In July 2017, the Treasury Department announced that the program would be phased out in the following months due to lack of participation relative to the costs of maintaining it. At the time, there were 20,000 myRA accounts, and the median account balance was $500. There were also 10,000 myRA accounts with zero balances. As of that date, myRA participants had contributed $34 million to their myRA accounts since the program's inception. The Treasury Department notified MyRA account holders of the phase out of myRA and encouraged account holder to move their myRA account balances to a Roth IRA. The Treasury Department had spent an average of $23 million per year to maintain the program since its inception. Deposits are no longer accepted as of December 4, 2017

== Program specifics ==
The myRA was a "new type of saving bond that we can set up without legislation" guaranteed to have a decent return, by holding an "add on" Treasury security in a Roth IRA, with contributions after taxes and lifetime growth to be tax free. The maximum annual contribution is $5,500, including any Roth and Traditional IRA contributions. When a myRA account reaches either $15,000 in value or 30 years of age (whichever comes first), it will roll into a private-sector retirement account. The initial investment can be as low as $25, and one can make periodic investments for as little as $5 every time one gets paid. There was no cost to open a new account, and ongoing automatic payroll deductions to fund a myRA can be any amount. The only investment option was the G Fund of government securities in the Thrift Savings Plan for Federal and US Military employees.
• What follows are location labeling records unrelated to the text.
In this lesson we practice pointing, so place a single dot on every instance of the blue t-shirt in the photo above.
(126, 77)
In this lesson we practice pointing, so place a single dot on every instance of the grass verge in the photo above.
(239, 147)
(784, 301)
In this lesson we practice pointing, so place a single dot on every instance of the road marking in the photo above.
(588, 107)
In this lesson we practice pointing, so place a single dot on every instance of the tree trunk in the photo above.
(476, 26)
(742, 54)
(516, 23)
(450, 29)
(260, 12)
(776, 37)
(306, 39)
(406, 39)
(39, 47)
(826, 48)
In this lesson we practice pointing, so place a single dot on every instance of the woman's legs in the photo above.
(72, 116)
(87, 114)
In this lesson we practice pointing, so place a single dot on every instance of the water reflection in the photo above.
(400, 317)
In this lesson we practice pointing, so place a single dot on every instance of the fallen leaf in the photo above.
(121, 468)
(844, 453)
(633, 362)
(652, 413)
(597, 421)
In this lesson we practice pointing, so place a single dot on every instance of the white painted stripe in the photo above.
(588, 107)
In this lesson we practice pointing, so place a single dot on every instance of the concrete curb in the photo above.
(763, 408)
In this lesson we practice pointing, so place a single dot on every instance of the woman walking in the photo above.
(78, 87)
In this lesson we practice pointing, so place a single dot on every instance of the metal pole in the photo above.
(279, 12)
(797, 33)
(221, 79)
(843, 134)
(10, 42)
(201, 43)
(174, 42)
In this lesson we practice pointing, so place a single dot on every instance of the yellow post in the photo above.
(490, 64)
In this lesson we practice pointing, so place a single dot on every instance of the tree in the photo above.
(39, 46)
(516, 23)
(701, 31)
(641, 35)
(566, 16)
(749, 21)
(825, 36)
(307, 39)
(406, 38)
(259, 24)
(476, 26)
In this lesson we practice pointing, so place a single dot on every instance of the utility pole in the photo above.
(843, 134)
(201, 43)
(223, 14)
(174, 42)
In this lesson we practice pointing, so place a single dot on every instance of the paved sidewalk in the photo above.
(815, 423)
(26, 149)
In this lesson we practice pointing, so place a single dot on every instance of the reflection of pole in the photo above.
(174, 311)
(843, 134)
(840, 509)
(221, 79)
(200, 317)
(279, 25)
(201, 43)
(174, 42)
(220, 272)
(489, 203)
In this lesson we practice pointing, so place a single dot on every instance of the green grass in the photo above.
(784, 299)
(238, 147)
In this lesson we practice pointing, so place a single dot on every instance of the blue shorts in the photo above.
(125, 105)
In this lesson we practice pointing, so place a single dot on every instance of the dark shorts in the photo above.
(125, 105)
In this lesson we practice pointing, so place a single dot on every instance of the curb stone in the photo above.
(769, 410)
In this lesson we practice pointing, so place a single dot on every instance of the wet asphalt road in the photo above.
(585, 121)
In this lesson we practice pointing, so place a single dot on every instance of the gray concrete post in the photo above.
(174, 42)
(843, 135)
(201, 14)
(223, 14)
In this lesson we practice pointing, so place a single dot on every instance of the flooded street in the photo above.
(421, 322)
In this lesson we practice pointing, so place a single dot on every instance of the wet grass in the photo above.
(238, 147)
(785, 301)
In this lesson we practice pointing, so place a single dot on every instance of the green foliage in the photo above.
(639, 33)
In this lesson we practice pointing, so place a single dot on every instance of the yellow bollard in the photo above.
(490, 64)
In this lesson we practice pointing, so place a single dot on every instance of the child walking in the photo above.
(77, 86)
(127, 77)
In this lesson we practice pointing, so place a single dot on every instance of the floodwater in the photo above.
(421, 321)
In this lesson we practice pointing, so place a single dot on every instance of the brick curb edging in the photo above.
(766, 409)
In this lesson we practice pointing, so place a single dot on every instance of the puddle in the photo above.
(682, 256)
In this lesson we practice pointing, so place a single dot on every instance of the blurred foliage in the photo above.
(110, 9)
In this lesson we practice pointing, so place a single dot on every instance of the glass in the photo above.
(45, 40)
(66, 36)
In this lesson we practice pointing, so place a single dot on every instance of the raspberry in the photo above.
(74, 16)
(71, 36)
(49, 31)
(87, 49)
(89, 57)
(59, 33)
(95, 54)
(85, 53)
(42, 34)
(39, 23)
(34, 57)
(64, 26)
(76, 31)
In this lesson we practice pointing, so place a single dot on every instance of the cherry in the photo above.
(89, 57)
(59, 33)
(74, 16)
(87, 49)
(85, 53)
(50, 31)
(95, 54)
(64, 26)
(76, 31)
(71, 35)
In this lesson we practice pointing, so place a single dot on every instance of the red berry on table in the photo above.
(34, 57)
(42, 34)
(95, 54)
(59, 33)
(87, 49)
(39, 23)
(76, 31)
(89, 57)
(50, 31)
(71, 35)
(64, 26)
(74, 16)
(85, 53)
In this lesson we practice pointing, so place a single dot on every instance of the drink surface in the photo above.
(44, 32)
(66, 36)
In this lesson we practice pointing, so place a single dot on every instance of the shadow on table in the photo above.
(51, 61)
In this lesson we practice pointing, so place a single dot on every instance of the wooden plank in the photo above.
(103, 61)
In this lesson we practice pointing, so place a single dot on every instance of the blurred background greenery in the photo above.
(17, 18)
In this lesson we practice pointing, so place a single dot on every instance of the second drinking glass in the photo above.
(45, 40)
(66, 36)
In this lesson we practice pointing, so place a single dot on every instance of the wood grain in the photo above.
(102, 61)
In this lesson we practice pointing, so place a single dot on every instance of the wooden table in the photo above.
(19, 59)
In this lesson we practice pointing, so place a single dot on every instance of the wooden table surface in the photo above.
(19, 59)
Households making under $191,000 a year could open a myRA account, and invest with variable interest rates similar to the Thrift Savings Plan. Employers will not contribute to or administer employees' accounts; they will only facilitate the setup of employees' payroll direct deposits.

==Response==
A 2014 survey found that 78 percent of Millennials would enroll in a myRA if eligible. An analysis by Wyatt Investment Research concluded that, while the myRA wasn't perfect, "anything that gets millions of people to start saving for retirement has to be a good thing."

The myRA has been skeptically received by retirement planning professionals due to the low returns it will offer. CNBC has noted that "overcoming the traditional IRA $1,000 minimum may not be just one of the reasons for low-income workers to invest in a myRA—it may be the only reason." John Wasik of Forbes characterized the myRA as "a decent idea, but not needed," noting that all of the benefits of the myRA were already available through other investment vehicles and lamenting the lack of hedge against inflation that can devalue government treasuries. An article on The Motley Fool described the plan as "better than nothing -- but worse than most", in particular criticizing the lack of investment options (only the Government Securities Fund of the Thrift Savings Plan), low rate of return (about 2-3% annually vs. the benchmark S&P 500 which has average annual growth of about 10%), and $15,000 cap after which the myRA account stops accumulating interest.
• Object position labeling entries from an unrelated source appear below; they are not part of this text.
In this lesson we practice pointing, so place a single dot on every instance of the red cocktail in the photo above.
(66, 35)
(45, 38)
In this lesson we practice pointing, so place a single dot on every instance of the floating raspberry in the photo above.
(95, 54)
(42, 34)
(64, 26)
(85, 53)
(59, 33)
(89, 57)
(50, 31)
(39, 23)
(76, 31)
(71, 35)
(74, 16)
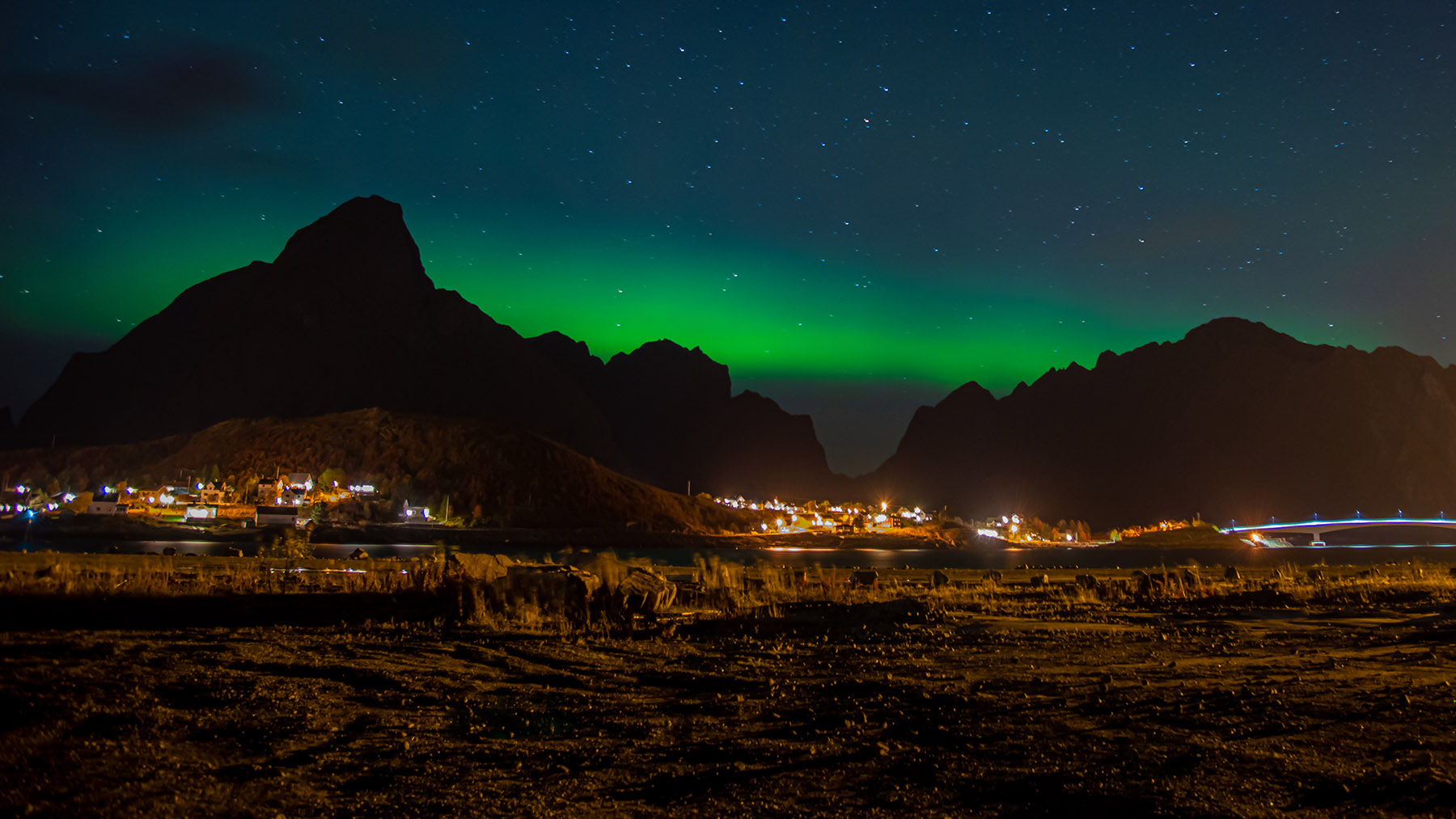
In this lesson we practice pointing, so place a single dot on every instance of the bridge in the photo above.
(1317, 529)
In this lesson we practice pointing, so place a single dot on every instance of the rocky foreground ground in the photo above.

Some on the political left have criticized the myRA for feeding "risky IRA-style investment accounts that divert savings into the stock market." An editorial by Jessie Myerson on Mediaite, meanwhile, blasted the myRA as something that "unnecessarily skims off of workers' wages so money managers can extract fees" (without addressing specifically what fees, if any, he would consider appropriate) and furthermore argues that Americans don't need to save money due to "the vast majority of dollars [being] digital entries in spreadsheets, spent into existence by the federal government by a keystroke".

However, the MyRA differs in that funds can only be invested in the "G" option of the government's Thrift Savings Plan. This investment is guaranteed by the government and has a fairly low rate of return as it tracks government bonds. This makes the fund less than ideal for long term savings.